Keduanya melangkah penuh semangat, seakan di dalam ada kejutan yang membahagiakan hati. Namun, belum sampai kaki Meilani melewati batas pintu telinganya mendengar kata pernikahan yang diatur atas namanya.

Dengan kasar Meilani mendorong pintu besar. Suara pintu yang membentur dinding kayu berukir dandalion seketika menyadarkan semua orang yang ada di dalam ruangan untuk melihat ke arah pintu.

"Meilani, akhirnya kamu pulang juga. Ini Tuan Domain datang untuk melihatmu, sekaligus membawamu ke pusat kota!" kata Luzia--ibu tiri Meilani.

Sosok pria yang dikenalkan sebagai Domain itu berbalik badan hingga tatapannya bertemu dengan mata cokelat madu bening milik Meilani. Bibir pria itu seketika melengkung sempurna, lalu melangkah mengikis jaraknya dengan wanita itu.

Tangannya yang putih dengan kulit yang berkilau terkena cahaya lampu terulur hendak menyentuh kulit lengan Meilani yang sedikit terbuka. Melihat gerakan lancang pria dewasa itu Leonard melangkah maju menghalangi langkah Domain.

"Berhenti di sana, jangan mendekati ibuku!" kata Leonard dengan merentangkan kedua tangannya.

Domain tidak memedulikan peringatan pria kecil itu, dengan kasar disibaknya tubuh mungil hingga membuat pria kecil terjatuh dan mengaduh. Apa yang terjadi pada putranya membuat Meilani melengking tidak terima.

"Kamu, berani sekali berbuat onar di sini!" Hentak Meilani.

"Haha, siapa yang berani denganku.
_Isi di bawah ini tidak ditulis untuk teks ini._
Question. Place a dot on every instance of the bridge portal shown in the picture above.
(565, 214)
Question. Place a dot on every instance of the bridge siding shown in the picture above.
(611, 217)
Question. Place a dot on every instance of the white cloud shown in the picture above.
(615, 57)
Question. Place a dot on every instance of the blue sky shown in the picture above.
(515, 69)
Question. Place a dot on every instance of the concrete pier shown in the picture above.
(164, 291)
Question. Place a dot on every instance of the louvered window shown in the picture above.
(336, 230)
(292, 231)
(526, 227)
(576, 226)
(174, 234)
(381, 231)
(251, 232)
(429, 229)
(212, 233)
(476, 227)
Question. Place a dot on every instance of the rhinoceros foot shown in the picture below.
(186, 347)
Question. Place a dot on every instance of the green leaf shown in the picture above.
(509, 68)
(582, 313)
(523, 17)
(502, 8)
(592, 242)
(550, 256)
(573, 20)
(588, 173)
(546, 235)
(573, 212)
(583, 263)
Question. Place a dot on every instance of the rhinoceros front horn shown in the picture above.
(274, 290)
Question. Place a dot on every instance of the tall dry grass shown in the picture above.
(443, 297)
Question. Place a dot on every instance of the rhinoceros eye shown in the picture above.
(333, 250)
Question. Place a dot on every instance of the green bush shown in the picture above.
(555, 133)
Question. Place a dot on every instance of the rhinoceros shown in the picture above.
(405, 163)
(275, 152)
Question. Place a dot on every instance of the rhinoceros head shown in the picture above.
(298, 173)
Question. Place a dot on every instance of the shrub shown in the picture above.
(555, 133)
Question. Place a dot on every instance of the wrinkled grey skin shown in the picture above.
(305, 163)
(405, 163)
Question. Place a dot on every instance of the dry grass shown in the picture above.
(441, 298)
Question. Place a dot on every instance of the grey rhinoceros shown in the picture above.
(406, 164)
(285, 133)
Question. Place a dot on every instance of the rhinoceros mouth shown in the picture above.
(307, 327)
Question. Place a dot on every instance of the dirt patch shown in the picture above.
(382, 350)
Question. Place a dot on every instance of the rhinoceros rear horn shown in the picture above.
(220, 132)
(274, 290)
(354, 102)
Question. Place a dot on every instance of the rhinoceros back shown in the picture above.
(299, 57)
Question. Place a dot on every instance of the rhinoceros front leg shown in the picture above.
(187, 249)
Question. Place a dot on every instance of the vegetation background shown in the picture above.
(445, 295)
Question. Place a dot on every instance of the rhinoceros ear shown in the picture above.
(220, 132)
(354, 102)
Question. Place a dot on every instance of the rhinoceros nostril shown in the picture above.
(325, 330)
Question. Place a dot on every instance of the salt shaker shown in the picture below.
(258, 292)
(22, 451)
Identitas apa hingga mereka berani melawanku. Keluarga ini sudah aku beli termasuk tubuhmu, Meilani!"

"Jaga bicaramu, aku wanita bersuami. Tubuhku hanya untuk suamiku, dan atas dasar apa kamu membeli tubuh serta keluargaku!"
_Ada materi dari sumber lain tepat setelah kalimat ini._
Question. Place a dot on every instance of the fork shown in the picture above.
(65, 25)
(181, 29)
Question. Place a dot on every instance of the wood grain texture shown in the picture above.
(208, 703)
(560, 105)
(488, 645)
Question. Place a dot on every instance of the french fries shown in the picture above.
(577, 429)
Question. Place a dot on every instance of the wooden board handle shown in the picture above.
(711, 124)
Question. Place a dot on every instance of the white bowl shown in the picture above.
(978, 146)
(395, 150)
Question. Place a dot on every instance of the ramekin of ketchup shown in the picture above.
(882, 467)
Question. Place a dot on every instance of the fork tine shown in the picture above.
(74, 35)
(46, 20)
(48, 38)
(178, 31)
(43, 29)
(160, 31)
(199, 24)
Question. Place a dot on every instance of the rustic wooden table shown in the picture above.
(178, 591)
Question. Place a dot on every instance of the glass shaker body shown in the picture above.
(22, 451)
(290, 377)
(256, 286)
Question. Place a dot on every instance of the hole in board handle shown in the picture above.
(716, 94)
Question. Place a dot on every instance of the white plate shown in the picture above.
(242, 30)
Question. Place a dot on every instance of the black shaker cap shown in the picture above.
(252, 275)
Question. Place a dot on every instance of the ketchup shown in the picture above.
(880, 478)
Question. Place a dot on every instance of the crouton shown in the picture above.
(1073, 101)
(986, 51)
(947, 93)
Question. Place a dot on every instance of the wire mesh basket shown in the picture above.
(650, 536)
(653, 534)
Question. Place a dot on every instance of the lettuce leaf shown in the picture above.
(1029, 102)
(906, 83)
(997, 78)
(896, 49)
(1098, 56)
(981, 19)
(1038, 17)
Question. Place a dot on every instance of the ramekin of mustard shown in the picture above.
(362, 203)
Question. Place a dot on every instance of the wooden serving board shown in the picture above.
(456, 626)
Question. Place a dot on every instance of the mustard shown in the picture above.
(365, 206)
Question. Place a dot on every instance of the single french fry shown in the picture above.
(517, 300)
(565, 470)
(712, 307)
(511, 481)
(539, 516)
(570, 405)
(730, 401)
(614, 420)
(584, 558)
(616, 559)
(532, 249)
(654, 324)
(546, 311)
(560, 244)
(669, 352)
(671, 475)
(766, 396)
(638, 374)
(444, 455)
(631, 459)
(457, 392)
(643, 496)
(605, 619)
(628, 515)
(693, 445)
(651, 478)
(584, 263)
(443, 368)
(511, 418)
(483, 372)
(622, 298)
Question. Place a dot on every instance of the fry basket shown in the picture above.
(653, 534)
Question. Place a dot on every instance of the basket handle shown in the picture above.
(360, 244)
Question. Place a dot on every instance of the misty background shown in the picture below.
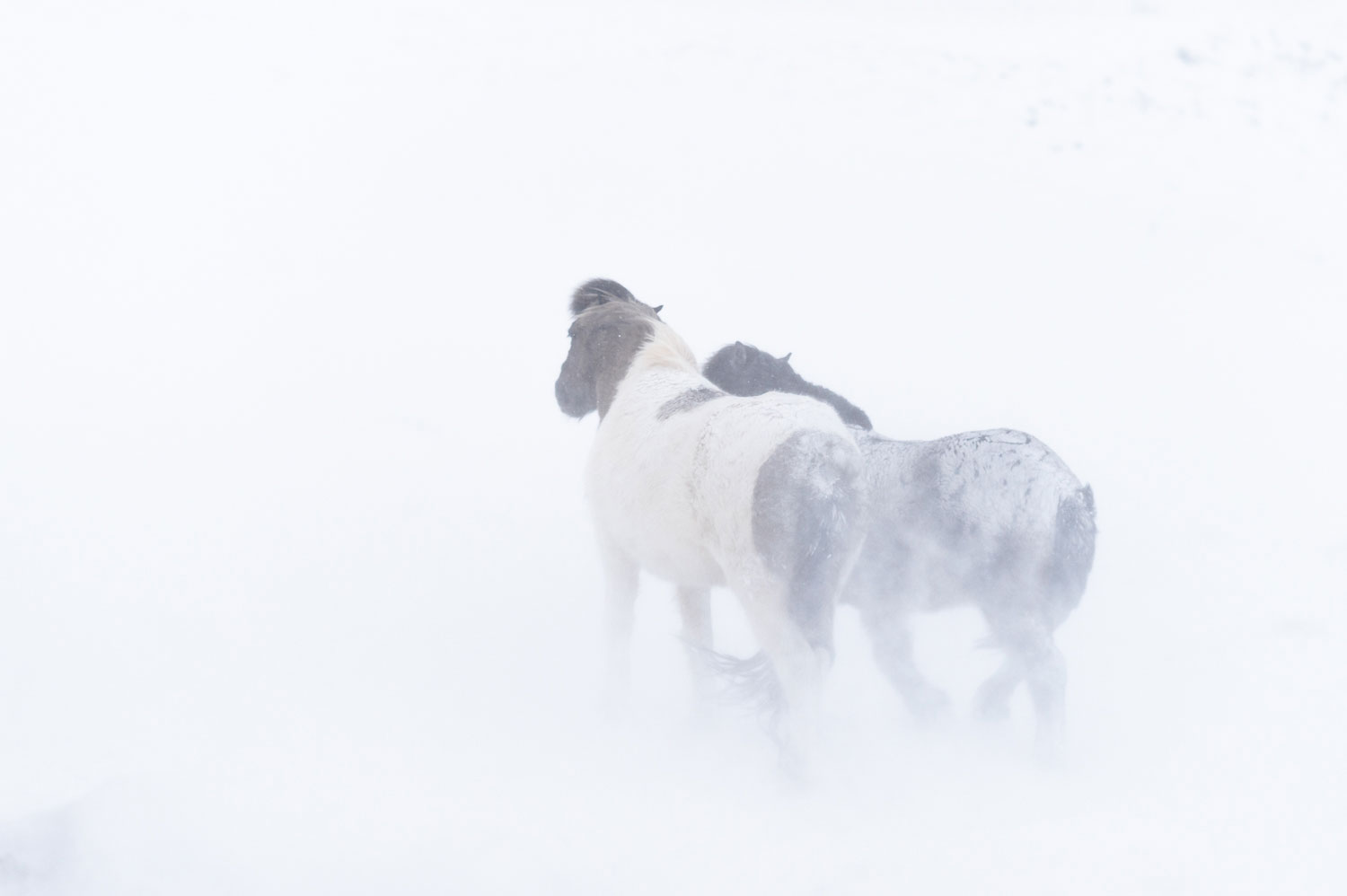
(296, 584)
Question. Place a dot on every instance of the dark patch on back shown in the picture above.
(807, 508)
(745, 369)
(687, 400)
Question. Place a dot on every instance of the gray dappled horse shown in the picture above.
(762, 494)
(991, 519)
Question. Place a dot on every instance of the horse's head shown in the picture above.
(611, 326)
(745, 369)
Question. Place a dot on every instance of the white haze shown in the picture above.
(296, 588)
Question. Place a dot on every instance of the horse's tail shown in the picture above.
(1072, 554)
(807, 524)
(749, 683)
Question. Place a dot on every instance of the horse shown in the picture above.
(764, 495)
(991, 518)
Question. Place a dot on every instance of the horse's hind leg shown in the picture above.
(1032, 656)
(695, 608)
(891, 639)
(620, 581)
(993, 697)
(1045, 672)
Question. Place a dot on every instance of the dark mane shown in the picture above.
(598, 291)
(611, 326)
(745, 369)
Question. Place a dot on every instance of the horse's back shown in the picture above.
(674, 472)
(966, 515)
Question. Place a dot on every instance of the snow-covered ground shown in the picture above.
(296, 589)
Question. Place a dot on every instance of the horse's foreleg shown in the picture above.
(620, 578)
(695, 608)
(891, 639)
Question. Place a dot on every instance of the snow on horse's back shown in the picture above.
(700, 488)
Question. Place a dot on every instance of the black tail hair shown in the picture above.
(598, 291)
(749, 683)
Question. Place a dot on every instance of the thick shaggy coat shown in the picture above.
(700, 488)
(991, 518)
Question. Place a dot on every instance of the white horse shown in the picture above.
(993, 519)
(700, 488)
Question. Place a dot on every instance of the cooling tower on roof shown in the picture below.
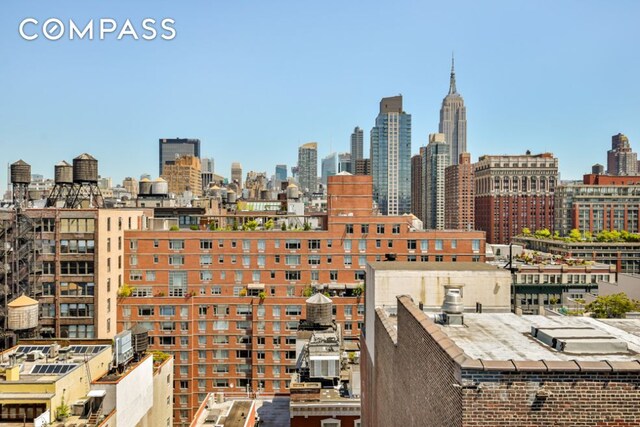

Domain menyeringai tajam, dia melayangkan pandang ke seluruh ruangan. Menatap satu per satu orang dewasa yang ada di sana. "Kalian semua, katakan pada wanita ini atas dasar apa aku membeli tubuhnya yang tidak lebih hanya seratus juta!"

Mulut Meilani seketika terbuka lebar atas kalimat yang terlontar dari mulut busuk Domain. Kedua bola matanya membulat tidak percaya.